Pemerintah Brasil berencana membentuk mata uang bersama sengan tetangganya, Argentina untuk mendukung perdagangan dan mengurangi ketergantungan terhadap dolar AS. Melirik rencana dua raksasa Amerika Latin itu, mungkinkah Indonesia dengan negara-negara Asia Tenggara (ASEAN) meniru langkah serupa?
Direktur Eksekutif Segara Research Institute Piter Abdullah menilai berat untuk Indonesia bersama ASEAN membentuk mata uang bersama. Mata uang memcerminkan fundamental perekonomian masing-maisng negara, sedangkan setiap negara di ASEAN memiliki kondisi ekonomi yang beda-beda.
Ia menilai rencana penyatuan mata uang perlu belajar dari krisis utang yang menghantam Yunani setelah negara itu memutuskan bergabung dengan mata uang bersama euro. Seiring penyatuan mata uang, Yunani juga harus berbagi kebijakan moneter yang sama dengan negara Eropa lainnya yang sebetulnya memiliki kondisi ekonomi dan keuangan berbeda.
"Menyatukan mata uang tidak semudah mencetak uang yang sama menjadi satu mata uang. Banyak masalah di sana, karena uang itu merepresentasikan masalah riil masing-masing negara, sedangkan negara di Eropa itukan berbeda-beda," kata Piter saat dihubungi, Selasa (24/1).

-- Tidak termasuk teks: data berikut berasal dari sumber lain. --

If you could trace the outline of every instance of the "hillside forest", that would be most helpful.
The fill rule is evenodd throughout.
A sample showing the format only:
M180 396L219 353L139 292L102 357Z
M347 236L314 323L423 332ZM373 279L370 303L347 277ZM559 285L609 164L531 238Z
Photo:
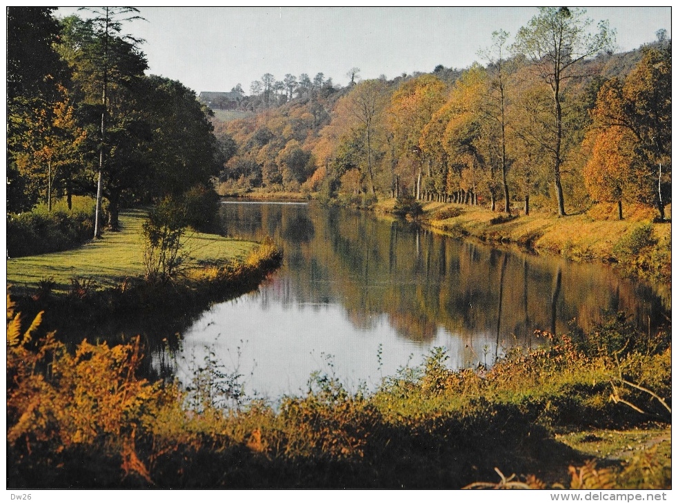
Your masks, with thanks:
M409 194L559 215L606 203L620 218L641 204L663 219L670 40L659 30L656 42L615 53L614 30L603 23L585 36L590 23L583 10L542 9L514 37L495 32L463 70L360 81L352 68L346 88L321 73L266 74L240 101L248 116L215 121L230 145L221 192L358 204ZM561 39L541 43L555 25Z
M544 8L494 32L463 70L361 80L318 73L241 85L221 121L181 83L148 76L130 8L57 19L8 10L8 211L98 195L119 208L192 187L483 205L559 215L671 197L671 41L615 52L581 9ZM557 37L554 37L554 35ZM100 232L100 230L97 232Z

Selain itu, menurut dia, mata uang merupakan representasi perjalanan dan sejarah suatu negara. Penyatuan mata uang dinilai bisa menghilangkan jati diri negara tersebut. Ini, menurut dia, seperti yang terjadi pada Belanda saat harus meninggalkan mata uangnya, Gulden dan bergabung dengan euro.
Ia juga menilai, upaya mendongkrak perdagangan tidak hanya bisa dilakukan dengan penyatuan mata uang. Indonesia saat ini telah memiliki kerja sama perdagangan dengan mata uang lokal atau local currency transation (LCT) dengan beberapa negara di Asia. Melalui kerja sama ini, transasi perdagangan hingga investasi Indonesia dengan negara mitra tidak perlu lagi konversi ke dolar AS.
Senada, Ekonom LPEM FEB Universitas Indonesia Teukur Riefky menilai kebijakan yang diambil Brasil-Argentina belum bisa diterapkan di ASEAN. Ia beralasan, setiap negara di kawasan memiliki kondisi ekonomi dan pasar keuangan yang berbeda-beda.
Ia menekankan, penyatuan mata uang berarti setiap negara harus rela melepas independensi kebijakan moneternya, seperti di Eropa. Di sisi lain, harus ada syarat utama yang dipenuhi saat menyatukan mata uang, yakni negara harus memiliki kemiripan dari sisi kondisi finansial.
Setiap negara ASEAN, menurut Riefky, memiliki karakteristik pasar keuangan yang berbeda. Hal ini akan membahayakan kondisi keuangan dan makro ekonomi setiap negara jika tetap memaksakan menyatukan mata uang.
"Jadi nampaknya untuk level ASEAN belum bisa dilakukan dan bukan kebijakan yang tepat untuk memiliki mata uang bersama, kondisi saat ini relatif baik tanpa adanya kebijakan mata uang bersama," kata Riefky.
Mengutip CNN Internasional, Argentina menjadi lawatan pertama Presiden Brasil Luiz Inacio Lula da Silva sejak terpilih. Saat itu, ia menyatakan niatnya untuk mendorong lebih jauh pembicaraan soal penerbitan mata uang bersama dengan Argentina dan mengatakan pembentukan mata uang bersama untuk perdagangan akan mengurangi ketergantungan pada dolar.
"Jika itu bergantung pada saya, kami akan memiliki perdagangan eksternal selalu dalam mata uang yang sama dengan negara lain sehingga kami tidak harus bergantung pada dolar," kata Lula.